Although the museum masks were collected in Mozambique, it is worth noting that Makonde people also live in Tanzania. The two groups live on the Makonde plateau, but are geographically separated by the Rovuma River and are different socially, in culture and language. Although the masks were donated to the museum while it was still called Transvaal Museum they are currently part of the Anthropological Collection of the Ditsong National Museum of Cultural History (Pretoria).
Makonde masks had two form types: either as a face mask or a helmet. Generally, the face mask covers the face only, is carved in vertical plane and is attached to the head or headdress, by strings passing through holes located along the periphery of the object.
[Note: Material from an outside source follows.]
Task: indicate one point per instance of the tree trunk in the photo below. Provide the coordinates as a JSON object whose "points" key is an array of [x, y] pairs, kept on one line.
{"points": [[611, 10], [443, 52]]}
Lip plugs may or may not be present, and the eyes and mouth are normally perforated. The mask displayed here, is made out of light wood, probably nyala wood, but the wood has matured and is now medium to dark brown, presumably from long exposure to light and oxidation. Strips of black beeswax were usually added to the face to represent and accentuate scarification. A circular indented portion, above the forehead contains a textured black coloured area, resembling stained hair. The mask is worn over the head, tilted slightly backward allowing the wearer to see through the perforated sections for the eyes and teeth (sharpened according to the practice at the time).
(Photographs by author)
Precolonial Makonde sculptors are known for these masks and they are regarded as the most important carved objects associated with initiation ceremonies. They are worn during the Mapiko initiation dance ritual. Each dancer represents a spirit. A member of the men’s secret society would carve the mask and one of the members of this society wear and dance in it during a ceremony held for new initiates. The dancer would masquerade as the spirit of a deceased person. Only the initiated men knew that the dancer was a living member of the community.
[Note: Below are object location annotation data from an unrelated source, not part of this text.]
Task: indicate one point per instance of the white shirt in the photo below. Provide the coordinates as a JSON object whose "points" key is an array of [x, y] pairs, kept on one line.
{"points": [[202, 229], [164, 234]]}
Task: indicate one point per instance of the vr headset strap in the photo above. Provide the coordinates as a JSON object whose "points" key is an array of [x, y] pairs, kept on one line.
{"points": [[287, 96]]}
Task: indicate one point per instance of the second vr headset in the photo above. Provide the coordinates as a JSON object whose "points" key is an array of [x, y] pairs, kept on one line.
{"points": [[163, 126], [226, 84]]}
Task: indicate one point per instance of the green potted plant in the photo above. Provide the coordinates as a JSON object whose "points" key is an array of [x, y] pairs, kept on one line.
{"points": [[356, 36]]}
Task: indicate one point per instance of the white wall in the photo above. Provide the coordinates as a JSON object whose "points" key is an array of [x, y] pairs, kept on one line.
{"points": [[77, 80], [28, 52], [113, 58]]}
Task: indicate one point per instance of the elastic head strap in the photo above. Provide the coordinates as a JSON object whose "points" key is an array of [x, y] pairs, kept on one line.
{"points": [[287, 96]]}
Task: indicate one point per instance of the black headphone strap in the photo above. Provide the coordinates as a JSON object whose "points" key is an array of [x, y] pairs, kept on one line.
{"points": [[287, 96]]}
The ‘traditional’ carved objects of the Makonde people have mostly been restricted to Mapiko masks. After World War II (1939-1945) new carved objects started to appear as more carvers devoted their time to carving. Due to the demand for ritual objects by Portuguese colonialists, the carvers developed commercial versions of Mapiko masks. Unlike the earlier masks, this mask was not as elaborately decorated, as the scarification was not carefully applied by using beeswax, but created by incisions into the wood. Although the Makonde masks are well-known, little is known about the social and economic contexts in which they are manufactured.
Bennet-Clark, M.A. 1957. A Mask from the Makonde Tribe in the British Museum. Man. Anthropological Institute of Great Britain and Northern Ireland. 57: 97.
Harries, L. Peera, M. Battiss, W. 1970. Makonde. African Arts 3(3): 3.
West, H.G. Sharpes, S. 2002. Dealing with the Devil: Meaning and the Market Place in Makonde Sculpture. African Arts 35 (3). 34.